Re: BUG #17928: Standby fails to decode WAL on termination of primary

From: Thomas Munro <thomas(dot)munro(at)gmail(dot)com>
To: Sergei Kornilov <sk(at)zsrv(dot)org>
Cc: Michael Paquier <michael(at)paquier(dot)xyz>, Noah Misch <noah(at)leadboat(dot)com>, Tom Lane <tgl(at)sss(dot)pgh(dot)pa(dot)us>, Kyotaro Horiguchi <horikyota(dot)ntt(at)gmail(dot)com>, exclusion(at)gmail(dot)com, pgsql-bugs(at)lists(dot)postgresql(dot)org
Subject: Re: BUG #17928: Standby fails to decode WAL on termination of primary
Date: 2023-09-04 03:20:31
Message-ID: CA+hUKG+jFN64gKVGcmfNTekqWn3cemRx99-B8DDBaDyzWnfpkw@mail.gmail.com
Views: Raw Message | Whole Thread | Download mbox | Resend email
Thread:
Lists: pgsql-bugs

Thanks for looking/testing, Sergei. Thanks for the changes, Michael,
these all look good. I've squashed them and added you as co-author.

A couple more small comment/text changes:

1. In the place where we fail to allocate memory for an oversized
record, I copied the comment about treating that as a "bogus data"
condition. I suspect that we will soon be converting that to a FATAL
error[1], and that'll need to be done in both places.

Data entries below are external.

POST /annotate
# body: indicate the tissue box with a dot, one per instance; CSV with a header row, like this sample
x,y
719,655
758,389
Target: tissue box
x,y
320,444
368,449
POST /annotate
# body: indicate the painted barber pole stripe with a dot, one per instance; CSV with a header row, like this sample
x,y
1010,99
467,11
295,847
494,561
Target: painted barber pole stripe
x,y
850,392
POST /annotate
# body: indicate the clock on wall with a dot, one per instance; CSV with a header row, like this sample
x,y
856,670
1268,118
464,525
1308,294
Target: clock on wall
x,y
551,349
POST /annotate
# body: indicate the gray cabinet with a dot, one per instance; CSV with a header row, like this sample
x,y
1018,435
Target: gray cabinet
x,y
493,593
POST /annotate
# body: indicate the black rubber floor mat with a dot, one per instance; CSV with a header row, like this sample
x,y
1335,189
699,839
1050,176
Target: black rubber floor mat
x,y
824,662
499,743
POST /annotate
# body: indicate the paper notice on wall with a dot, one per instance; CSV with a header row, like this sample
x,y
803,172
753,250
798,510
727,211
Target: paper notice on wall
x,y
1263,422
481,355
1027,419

2. In this version of the commit message I said we'd only back-patch
to 15 for now. After sleeping on this for a week, I realised that the
reason I keep vacillating on that point is that I am not sure what
your plan is for the malloc-failure-means-end-of-wal policy ([1],
ancient code from 0ffe11abd3a). If we're going to fix that in master
only but let sleeping dogs lie in the back-branches, then it becomes
less important to go back further than 15 with THIS patch. But if you
want to be able to distinguish garbage from out-of-memory, and thereby
end-of-wal from a FATAL please-insert-more-RAM condition, I think
you'd really need this industrial strength validation in all affected
branches, and I'd have more work to do, right? The weak validation we
are fixing here is the *real* underlying problem going back many
years, right?

I also wondered about strengthening the validation of various things
like redo begin/end LSNs etc in these tests. But we can always
continue to improve all this later...

Here also is a version for 15 (and a CI run[2]), since we tweaked many
of the error messages between 15 and 16.

[1] https://www.postgresql.org/message-id/flat/ZMh/WV%2BCuknqePQQ%40paquier.xyz
[2] https://cirrus-ci.com/task/4533280897236992 (failed on some
unrelated pgbench test, reported in another thread)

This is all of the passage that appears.